For all those military spouses, girlfriends, boyfriends, the third in this collection of long distance love poems.

At Parting

Since we through war awhile must part
Sweetheart, and learn to lose
Daily use
Of all that satisfied our heart:
Lay up those secrets and those powers
Wherewith you pleased and cherished me these two years:

Now we must draw, as plants would,
On tubers stored in a better season,
Our honey and heaven;
Only our love can store such food.
Is this to make a god of absence?
A new-born monster to steal our sustenance?

We cannot quite cast out lack and pain.
Let him remain – what he may devour
We can well spare:
He never can tap this, the true vein.
I have no words to tell you what you were,
But when you are sad, think, Heaven could give no more.

This long distance love poem is particularly apt today, with the conflicts in Iraq and Afghanistan meaning enforced separation from their loved ones for both men and women in the military, a lot of them miltary spouses of course. The military are especially prone to long distance relationships, even in peacetime.

The poet is optimistic that their lover will return , the parting is “awhile” – for a while and not permanent.  Asking their loved one to “Lay up” those qualities which gave so much pleasure and love, i.e. putting them in stock for future use, suggests they are sure of their return.

The structure and rhythm of the first two lines emphasises the “Sweetheart”, and is echoed in the fourth line’s  last word “heart”, both rhyming with “part” – the separation of these two hearts resonating in the sound pattern.

But the poet’s positivity is tinged with doubt – maybe this new monster god “absence” (new because they have never been separated before) will rob them of their stock of stored feelings for each other – the sweetness of “honey” recalling the Sweetheart of the first verse. The doubt is left hanging at the end of the first verse…

But pragmatically the poet decides that, yes, there will be an erosion of their feelings for each other, but there is plenty in the store even though the monster god of absence will “devour” some.

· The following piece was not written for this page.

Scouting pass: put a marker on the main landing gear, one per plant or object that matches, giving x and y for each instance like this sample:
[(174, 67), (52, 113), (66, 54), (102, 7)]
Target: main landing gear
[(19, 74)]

And what he can’t touch is the deep vein of love which even Heaven cannot outdo.

For some notes about the poet click here.

Sep
17

Long Distance Love Poems – All You Who Sleep Tonight

Another simply written poem, number two in my personal selection of long distance love poems.

All you who sleep tonight
Far from the ones you love,
No hand to left or right
And emptiness above –

Know that you aren’t alone
The whole world shares your tears,
Some for two nights or one,
And some for all their years.

The poet seems to be saying that, no matter how bad you may be feeling, everyone in the world has, or indeed will, at some stage in their lives, share your sadness.

Whereas in my first long distance love poem, The Taxi, the imagery was what drove the feelings of hurt and separation, here I think it’s more to do with the rhythm, the metre of the words.

The first line follows the tee-TUM tee-TUM tee-TUM rhythm: all YOU who SLEEP toNIGHT.

But instead of continuing that way, suddenly on the next line we have to pause on the accented word FAR, ending up with the stress in that line on the last word LOVE, emphasising the distance from our loved ones.

And in the first three lines, only one word is more than one syllable – tonight – but in the last line the word emptiness stands out by it’s very length, causing us to dwell on the word literally, and hence on the sensation of emptiness figuratively.

Similarly in the second verse, the established rhythm is immediately broken by the very strong emphasis on the first word KNOW, reinforcing the poet’s conviction that they are right, and that we who are alone can also know this and take comfort from it.

You may also notice how straightforward and un-flowery (!) the language is – no latin or greek influences here – just common, everyday words for what the poet is telling us is a universal feeling.